I have gotten myself into trouble. I am now infatuated with cutout cookies and all the endless possibilities there are with royal icing decorating. It's like you can make a coloring book out of your cookies. A year or so ago a friend asked me if I had ever dabbled in royal icing and my answer was "what's royal icing". You might not know what royal icing is but you'd definitely be able to recognize it. It's a hard white icing that's often colored and used on sugar cookies (and many other desserts). The royal icing is piped around the cookie as an outline and then it is loosened with some water and the inside is "flooded" with this looser icing. I made these pumpkin cutout cookies a few weeks ago and ever since then I've been browsing cookie blogs and Instagrams in awe. Can't wait to make some Christmas sugar cookies!
Spiced Pumpkin Cut-Out Cookies from Bridget Edwards at Pioneer Woman
Servings 12 (I had more than 12 cookies but I probably rolled them too thin; still tasty!)
Ingredients
3 C unbleached all-purpose flour
2 tsp baking powder
1-1/2 tsp cinnamon
3/4 tsp ground ginger
1/4 tsp nutmeg
1/4 tsp allspice
1/8 tsp cloves
3/4 C salted butter, cut into chunks
1/2 C granulated sugar
1/2 C Packed Light Brown Sugar
1 egg
1/2 C pumpkin puree
Royal Icing, Unflavored
Directions
Whisk the flour, baking powder, and spices together. Set aside.
With an electric mixer, cream the butter and sugars together until light and creamy.

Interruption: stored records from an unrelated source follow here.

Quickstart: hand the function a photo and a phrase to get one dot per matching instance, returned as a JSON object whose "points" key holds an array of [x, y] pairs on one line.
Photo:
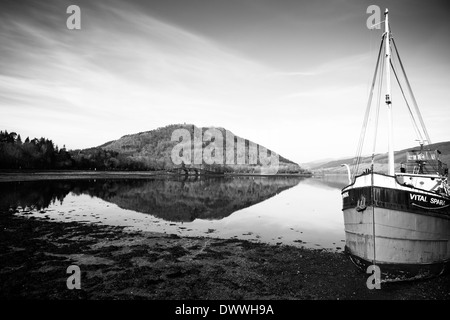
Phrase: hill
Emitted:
{"points": [[380, 160], [152, 150]]}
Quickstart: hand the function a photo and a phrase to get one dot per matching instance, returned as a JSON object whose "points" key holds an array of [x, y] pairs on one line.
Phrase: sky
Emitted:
{"points": [[291, 75]]}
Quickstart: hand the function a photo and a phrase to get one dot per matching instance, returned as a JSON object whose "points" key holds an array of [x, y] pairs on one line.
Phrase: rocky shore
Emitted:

Beat in the egg and pumpkin, scraping down the sides and bottom of the bowl as needed.
On low speed, add the flour mixture in three additions, mixing just until combined, scraping down the bottom of the bowl occasionally.
Refrigerate the dough for 20–30 minutes before rolling. The pumpkin makes it a little sticky.
Preheat oven to 350ºF. Line cookie sheets with parchment paper.
On a floured surface and with a floured rolling pin, roll the dough to 1/4-inch thickness. Cut out the shapes, then freeze on the cookie sheet for 5–10 minutes before baking. Re-roll the scraps and continue cutting out cookies.
Bake for 10–12 minutes, depending on the size of the cookies. Let rest on the cookie sheet for 2 minutes, then transfer to a wire rack to cool completely.
Once the cookies are cooled, decorate with royal icing.
Royal Icing Recipe from Bake at 350 blog
This will cover 2-3 dozen 3.5 inch cookies in 2 colors
Ingredients
4 tbsp meringue powder
scant 1/2 C water
1 lb powdered sugar
1/2 - 1 tsp light corn syrup
few drops clear extract (optional)
Directions
Combine the meringue powder and water. With the paddle attachment of an electric mixer, beat until combined and foamy.
Sift in the powdered sugar and beat on low to combine. (Do NOT skip the sifting!) Add in the corn syrup and extract if desired. Increase speed to med-high/high and beat for about 5 minutes, just until the icing is glossy and stiff peaks form. (You should be able to remove the beater from the mixer and hold up and jiggle without the peak falling.) Do not overbeat.
Cover with plastic wrap touching the icing or divide and color using gel paste food colorings.
This "stiff" icing is perfect for outlining and even for building gingerbread houses and monogramming. To fill in your cookies, add water to your icing a teaspoon at a time, stirring with a rubber spatula, until it is the consistency of syrup. This technique of filling a cookie with thinned icing is called "flooding."
The cookies are particularly delightful with real pumpkin. They're soft and chewy too which is how Patrick likes his sugar cookies!